Aug. 19 — It’s just before midnight Sunday and Mom just got done interrogating me. She said she called J’s house and his mom didn’t know where he was either. I told her we’d been sitting out in the middle of Rugby Field at Cherokee Park and she asked me if I’d been smoking pot. That made me mad and I thought about telling her about Moleville, but I didn’t. I don’t know if I’m brave or stupid, but my curiosity about those freaks really got to me this afternoon and I told J we should go back again tonight. So, we went in around 9:30, and when we went up for a peek, we were across from Heine Bros. coffee shop, the one next to Carmichael’s book store. I couldn’t believe what I saw, and I told J to squeeze up the ladder beside me. Two guys wearing black hoodies were sitting at that little round concrete table outside the coffee shop. They were kind of hunched over their coffee, with their hoods down, like the sith Darth Maul in “Star Wars.”

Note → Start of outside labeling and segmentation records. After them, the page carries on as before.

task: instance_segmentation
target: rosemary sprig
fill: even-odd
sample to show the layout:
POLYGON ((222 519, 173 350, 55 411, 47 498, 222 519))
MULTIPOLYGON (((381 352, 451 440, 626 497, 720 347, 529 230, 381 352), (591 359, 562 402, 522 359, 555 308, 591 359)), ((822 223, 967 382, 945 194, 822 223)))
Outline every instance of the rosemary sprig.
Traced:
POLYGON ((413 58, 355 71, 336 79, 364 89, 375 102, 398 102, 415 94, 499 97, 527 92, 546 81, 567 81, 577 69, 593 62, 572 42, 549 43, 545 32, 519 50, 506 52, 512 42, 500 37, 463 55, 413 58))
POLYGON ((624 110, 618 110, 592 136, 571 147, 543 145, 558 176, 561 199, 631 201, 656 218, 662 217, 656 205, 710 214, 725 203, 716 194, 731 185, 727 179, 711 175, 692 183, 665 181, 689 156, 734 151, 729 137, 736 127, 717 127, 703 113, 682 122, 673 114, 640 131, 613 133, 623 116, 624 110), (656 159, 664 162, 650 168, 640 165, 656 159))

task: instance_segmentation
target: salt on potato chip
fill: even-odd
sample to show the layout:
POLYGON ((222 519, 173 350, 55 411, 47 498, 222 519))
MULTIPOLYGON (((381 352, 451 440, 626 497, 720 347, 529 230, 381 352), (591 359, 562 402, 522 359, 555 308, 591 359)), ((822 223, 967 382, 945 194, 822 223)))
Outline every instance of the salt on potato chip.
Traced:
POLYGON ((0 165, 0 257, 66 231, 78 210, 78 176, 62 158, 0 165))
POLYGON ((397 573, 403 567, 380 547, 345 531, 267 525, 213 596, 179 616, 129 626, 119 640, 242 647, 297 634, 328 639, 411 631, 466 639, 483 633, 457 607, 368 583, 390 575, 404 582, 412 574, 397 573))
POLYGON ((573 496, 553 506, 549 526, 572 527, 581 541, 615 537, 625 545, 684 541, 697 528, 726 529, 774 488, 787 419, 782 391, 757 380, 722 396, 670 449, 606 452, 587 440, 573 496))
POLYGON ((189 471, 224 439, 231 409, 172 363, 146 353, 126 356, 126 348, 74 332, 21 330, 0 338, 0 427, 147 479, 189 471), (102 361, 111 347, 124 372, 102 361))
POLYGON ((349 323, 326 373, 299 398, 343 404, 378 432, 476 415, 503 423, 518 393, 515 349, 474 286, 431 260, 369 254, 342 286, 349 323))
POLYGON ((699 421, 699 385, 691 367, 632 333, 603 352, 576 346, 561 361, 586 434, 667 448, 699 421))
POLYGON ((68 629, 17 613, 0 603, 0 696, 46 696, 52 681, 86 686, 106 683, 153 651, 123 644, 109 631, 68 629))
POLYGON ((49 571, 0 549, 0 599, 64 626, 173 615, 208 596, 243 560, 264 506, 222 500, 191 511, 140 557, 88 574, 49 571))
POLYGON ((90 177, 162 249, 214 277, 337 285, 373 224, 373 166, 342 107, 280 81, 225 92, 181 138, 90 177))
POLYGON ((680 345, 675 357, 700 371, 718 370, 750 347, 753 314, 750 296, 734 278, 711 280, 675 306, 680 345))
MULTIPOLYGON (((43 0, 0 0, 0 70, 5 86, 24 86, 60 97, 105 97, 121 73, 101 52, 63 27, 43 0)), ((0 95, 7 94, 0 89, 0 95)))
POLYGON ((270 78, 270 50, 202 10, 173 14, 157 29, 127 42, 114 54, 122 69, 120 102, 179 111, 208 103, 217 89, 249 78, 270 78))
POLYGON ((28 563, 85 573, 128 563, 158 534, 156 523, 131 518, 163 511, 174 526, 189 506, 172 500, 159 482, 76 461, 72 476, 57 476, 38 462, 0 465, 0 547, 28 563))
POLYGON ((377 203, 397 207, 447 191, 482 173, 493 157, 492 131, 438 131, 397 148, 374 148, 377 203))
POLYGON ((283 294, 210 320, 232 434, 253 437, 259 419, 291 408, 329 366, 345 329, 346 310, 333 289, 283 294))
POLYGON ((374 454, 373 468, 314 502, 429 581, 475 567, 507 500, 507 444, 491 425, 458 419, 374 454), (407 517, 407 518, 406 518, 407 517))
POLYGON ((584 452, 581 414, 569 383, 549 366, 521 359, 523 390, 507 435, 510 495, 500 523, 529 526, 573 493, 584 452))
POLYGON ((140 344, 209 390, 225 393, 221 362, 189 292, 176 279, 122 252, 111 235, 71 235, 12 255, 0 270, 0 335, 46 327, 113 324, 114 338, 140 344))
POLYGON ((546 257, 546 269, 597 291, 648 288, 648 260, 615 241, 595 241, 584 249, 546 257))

That’s when the tall one raised his coffee and I saw the black glove with the finger tips cut out. I actually felt my heart pounding, like last night. We were both looking right at them, probably thinking the same thing, when the taller one looked up, then pointed straight at us and said something, then both of them stood up. It was too late, they had seen our headlamps. The taller one raised a cell phone into the shadow of his hood. A second later, I heard a ring somewhere kind of far away, but definitely in the sewer. We both jumped backwards and I cracked my head when I fell. We’d taken about one step when a voice yelled to stop. The voice echoed through the sewer, like it was coming from both directions at once and J froze, until I grabbed his arm. We lost them by turning into a pipe under a little side alley. We were huddled down trying not to breathe when at least three freaks ran by. The one in front shouted: “Never come here again! We will find you!”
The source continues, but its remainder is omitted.